Monday, June 16, 2008

Bigger Is Better: The Green Bank Telescope

In the case of radio telescopes, size really does matter. The resolution of a telescope depends not only on its diameter, but the wavelength of the detected radiation (the ratio of wavelength to telescope diameter determines the resolution). Radio waves are big (on the order of centimeters or meters), and the telescopes that detect them are correspondingly huge. Also, the radio signals that these instruments detect are very faint, and just as bigger optical telescope mirrors collect more light than smaller ones, bigger radio telescopes collect more radio waves and image fainter radio signals than smaller ones.
Collecting radio signals is just part of the task, however. You may recall that, for practical purposes, very good optical telescopes located on the earth’s surface can resolve celestial objects to 1” (1 arcsecond—1 ⁄60 of 1 arcminute, which, in turn, is 1 ⁄60 of 1 degree). The best angular resolution that a very large single-dish radio telescope can achieve is about 10 times coarser than this, about 10”, and this, coarse as it is, is possible only with the very largest single dish radio telescopes in the world. The National Radio Astronomy Observatory has just commissioned the world’s largest fully steerable radio telescope. The 100 m dish will have a best resolution of 14”.

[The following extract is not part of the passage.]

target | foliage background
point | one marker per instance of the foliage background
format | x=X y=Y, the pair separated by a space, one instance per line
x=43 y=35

The world’s largest nonsteerable single-dish radio telescope was built in 1963 at Arecibo, Puerto Rico, and has a dish, 300 meters (984 feet) in diameter sunk into a natural valley. While its great size makes this the most sensitive radio telescope, the primary surface is nonsteerable—totally immobile—and, therefore, is limited to observing objects that happen to pass roughly overhead (within 20 degrees of zenith) as the earth rotates.